Learn R Programming

isotree (version 0.1.8)

predict.isolation_forest: Predict method for Isolation Forest

Description

Predict method for Isolation Forest

Usage

# S3 method for isolation_forest
predict(object, newdata, type = "score",
  square_mat = FALSE, ...)

Arguments

object

An Isolation Forest object as returned by `isolation.forest`.

newdata

A data.frame, matrix, or sparse matrix (from package `Matrix` or `SparseM`, CSC format for distance and outlierness, or CSR format for outlierness and imputations) for which to predict outlierness, distance, or imputations of missing values. Note that when passing `type` = `"impute"` and newdata is a sparse matrix, under some situations it might get modified in-place.

type

Type of prediction to output.
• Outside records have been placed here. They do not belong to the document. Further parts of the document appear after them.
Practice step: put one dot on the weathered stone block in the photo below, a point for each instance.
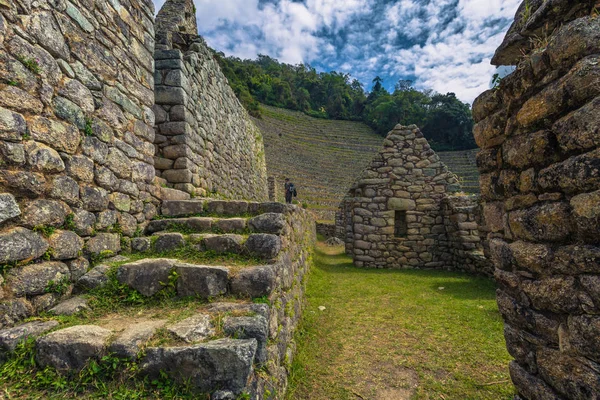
(146, 276)
(70, 349)
(34, 279)
(19, 244)
(202, 281)
(224, 363)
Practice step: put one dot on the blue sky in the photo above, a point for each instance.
(444, 45)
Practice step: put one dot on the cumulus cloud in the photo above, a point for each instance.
(443, 45)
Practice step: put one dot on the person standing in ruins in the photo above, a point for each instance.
(290, 191)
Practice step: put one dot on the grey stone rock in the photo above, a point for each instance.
(19, 244)
(10, 338)
(229, 208)
(254, 282)
(95, 278)
(9, 208)
(146, 275)
(85, 76)
(267, 223)
(140, 245)
(93, 198)
(45, 213)
(169, 242)
(103, 242)
(43, 27)
(133, 338)
(72, 306)
(78, 94)
(222, 244)
(60, 136)
(78, 268)
(12, 153)
(231, 225)
(80, 168)
(255, 327)
(84, 222)
(106, 219)
(224, 363)
(69, 111)
(65, 189)
(193, 329)
(44, 302)
(13, 311)
(12, 125)
(95, 149)
(201, 281)
(70, 349)
(65, 245)
(43, 158)
(33, 279)
(264, 245)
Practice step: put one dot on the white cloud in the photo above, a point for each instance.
(444, 45)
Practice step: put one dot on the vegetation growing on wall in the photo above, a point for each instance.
(446, 121)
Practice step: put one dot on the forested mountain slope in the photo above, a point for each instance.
(324, 157)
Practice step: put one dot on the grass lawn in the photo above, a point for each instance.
(396, 334)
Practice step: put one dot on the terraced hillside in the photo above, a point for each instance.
(463, 164)
(324, 157)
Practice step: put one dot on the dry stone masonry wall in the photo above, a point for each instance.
(206, 143)
(394, 218)
(76, 140)
(540, 183)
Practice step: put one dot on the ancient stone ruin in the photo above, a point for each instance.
(399, 213)
(540, 179)
(92, 197)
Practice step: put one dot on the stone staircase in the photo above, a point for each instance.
(236, 270)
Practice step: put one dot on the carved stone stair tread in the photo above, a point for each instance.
(223, 363)
(182, 208)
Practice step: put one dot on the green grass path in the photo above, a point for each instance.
(395, 335)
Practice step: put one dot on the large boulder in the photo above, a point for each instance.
(217, 365)
(95, 278)
(70, 349)
(34, 279)
(72, 306)
(193, 329)
(20, 244)
(147, 276)
(222, 244)
(267, 223)
(10, 338)
(254, 282)
(132, 339)
(9, 208)
(255, 327)
(169, 242)
(202, 281)
(263, 245)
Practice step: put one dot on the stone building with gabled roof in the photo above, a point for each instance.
(397, 214)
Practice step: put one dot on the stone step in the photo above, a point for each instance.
(150, 276)
(220, 345)
(199, 207)
(265, 246)
(269, 222)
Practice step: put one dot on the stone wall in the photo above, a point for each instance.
(206, 143)
(76, 140)
(464, 243)
(401, 189)
(540, 183)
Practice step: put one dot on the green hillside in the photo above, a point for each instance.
(324, 157)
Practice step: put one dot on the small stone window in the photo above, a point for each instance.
(400, 224)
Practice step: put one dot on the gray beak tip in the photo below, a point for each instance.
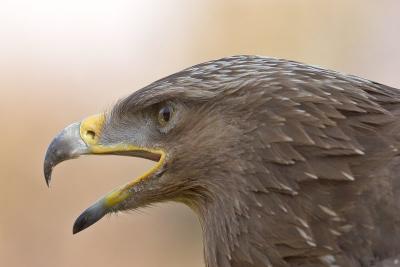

Options are:

  • `"score"` for the standardized outlier score, where values closer to 1 indicate more outlierness, while values closer to 0.5 indicate average outlierness, and close to 0 more averageness (harder to isolate).

  • `"avg_depth"` for the non-standardized average isolation depth.

  • `"dist"` for approximate pairwise distances (must pass more than 1 row) - these are standardized in the same way as outlierness, values closer to zero indicate nearer points, closer to one further away points, and closer to 0.5 average distance.

  • `"avg_sep"` for the non-standardized average separation depth.

  • `"tree_num"` for the terminal node number for each tree - if choosing this option, will return a list containing both the outlier score and the terminal node numbers, under entries `score` and `tree_num`, respectively.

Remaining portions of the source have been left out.